Unlocking Smartphone Learning for the Life Sciences

Introduction

Being a learning and performance solutions partner, we often get questions about smartphone-specific mobile learning from our customers. As with most emerging trends in the learning and performance field, smartphone learning presents a conundrum.

  • “How can we leverage smartphones in our overall training strategy?”
  • “Should we be designing for mobile first?”
  • “What’s the best way to support our reps who are always on the road and have limited time?”

Our instructional design team made it a goal this summer to dig deeper on this subject. On one hand, there’s a sense of urgency (real or perceived) around supporting the phones we carry with us every day. On the other hand, it’s not immediately obvious how to do so effectively—or even where to start.

While our best-practice recommendations for smartphone learning have always been grounded in adult learning theory, instructional design research, and our own experience with customers, there’s a need for more data about the effectiveness of learning and performance support solutions delivered on smartphones, as well as the strategies, tactics, and techniques most likely to produce successful outcomes.

What We Know

Nine of the ~100 organizations we partner with each year are actively creating and distributing smartphone learning. They are largely doing this using third-party tools (eg, Qstream, Axonify, Rcade, or Kahoot!) that are distinct from the company’s LMS to create microlearning, assessment, or engagement assets. This type of smartphone learning largely serves as either a spaced learning event to increase retention or an engagement tool for a live meeting; it is not meant to deliver introductory content.

A larger percentage of our customers use an LMS that can deliver their introductory materials via smartphones. Yet we see organizations struggle to take advantage of this, largely due to increased development cost; while an online course can generally be delivered on both a PC and an iPad, quality decreases when displayed on a small smartphone screen. Short of increasing budgets, we see most customers prioritizing the development of introductory materials for PCs and iPads—and using the remaining funds for the third-party smartphone learning tools described earlier.

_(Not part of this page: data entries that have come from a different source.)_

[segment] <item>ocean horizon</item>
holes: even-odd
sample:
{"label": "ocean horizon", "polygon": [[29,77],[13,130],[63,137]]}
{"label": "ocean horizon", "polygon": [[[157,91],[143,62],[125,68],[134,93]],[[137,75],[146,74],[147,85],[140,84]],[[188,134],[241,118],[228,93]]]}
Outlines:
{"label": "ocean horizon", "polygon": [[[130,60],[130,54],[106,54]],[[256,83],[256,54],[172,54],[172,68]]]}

What does the research support? Some studies, like those from the I/ITSEC Conference and the International Journal of Interactive Mobile Technologies, have shown a neutral to positive result when adapting learning materials to a smartphone learning format (even for material with a longer seat time). This suggests that content can be successfully learned across devices of various sizes.

But…budgets! How should this be practically applied in life sciences training? Despite research showing that smartphone learning can be effective for all types of content, we must be realistic: with limited budgets, phone learning development efforts should be prioritized to create the biggest impact. Given that most learners will have access to a PC or iPad when consuming introductory content, Red Nucleus does not recommend putting this content on a smartphone. Instead, we recommend that smartphone learning is offered as self-directed learning for in-the-field consumption via a user-friendly design.

Critical Success Factors

The largest factor that contributes to smartphone learning success is learner perceptions: if learners perceive that the experience is useful, they will be more likely to focus on learning. If not, as you well know, there are a million distractions on a phone that can pull the learner away from the materials.

Other critical success factors include:

  • User-friendly design of content
  • Technical competence of learners
  • Learning community development
  • Content
  • Ownership

(from the Turkish Online Journal of Educational Technology)

Our recommendations are summarized here:

Topics: We recommend smartphone learning be used primarily for self-directed learning topics that learners would most likely want to reference during their workday, such as

  • Prescribing information
  • Clinical studies
  • Sales messaging/marketing materials
  • Objection handling
  • Competitor information

Modalities: We recommend using the following modalities to deliver smartphone learning:

  • Quick reference websites built via responsive design
  • Mobile games
  • Videos
  • Coaching apps
  • Forums or question boards

Questions to Refine Your Smartphone Learning Strategy

Making the call to transition into smartphone learning should not be taken lightly or performed quickly. The good news is that you have time: remember, only 9 out of the ~100 organizations we partner with are currently engaged in smartphone learning.

Here are some questions to consider:

  • Are your learners ready for smartphone learning? Do they have the necessary technical competence? If not, how can you get them there?
  • What topics do your learners want to be able to easily reference in the field? What topics do they text or call their peers about? What work-related questions do they research online? This is a great question to start asking your learners to determine your best smartphone learning topics.
  • How can your content be chunked into a microlearning format (ie, short, discrete pieces that cover 1 topic and are not reliant on additional training for comprehension)?
  • How can you provide this information as something that can be “pulled” upon, rather than “pushed” out? Do you have the right programming tools to do that?
  • How can smartphone learning be built into the flow of your learners’ workday?
  • If you are using your LMS and third-party apps to deliver smartphone learning, how do the 2 systems overlap? Are there ways to make the experience between the 2 systems more cohesive?

The average US adult will spend 2 hours and 55 minutes on their smartphone every day this year according to eMarketer research—


By asking these types of questions, your organization will be better prepared to align with industry best practices and your learners’ needs.

The average US adult will spend 2 hours and 55 minutes on their smartphone every day this year according to eMarketer research—and that includes your life sciences learners. How will you take advantage of this time and attention to improve your learners’ performance?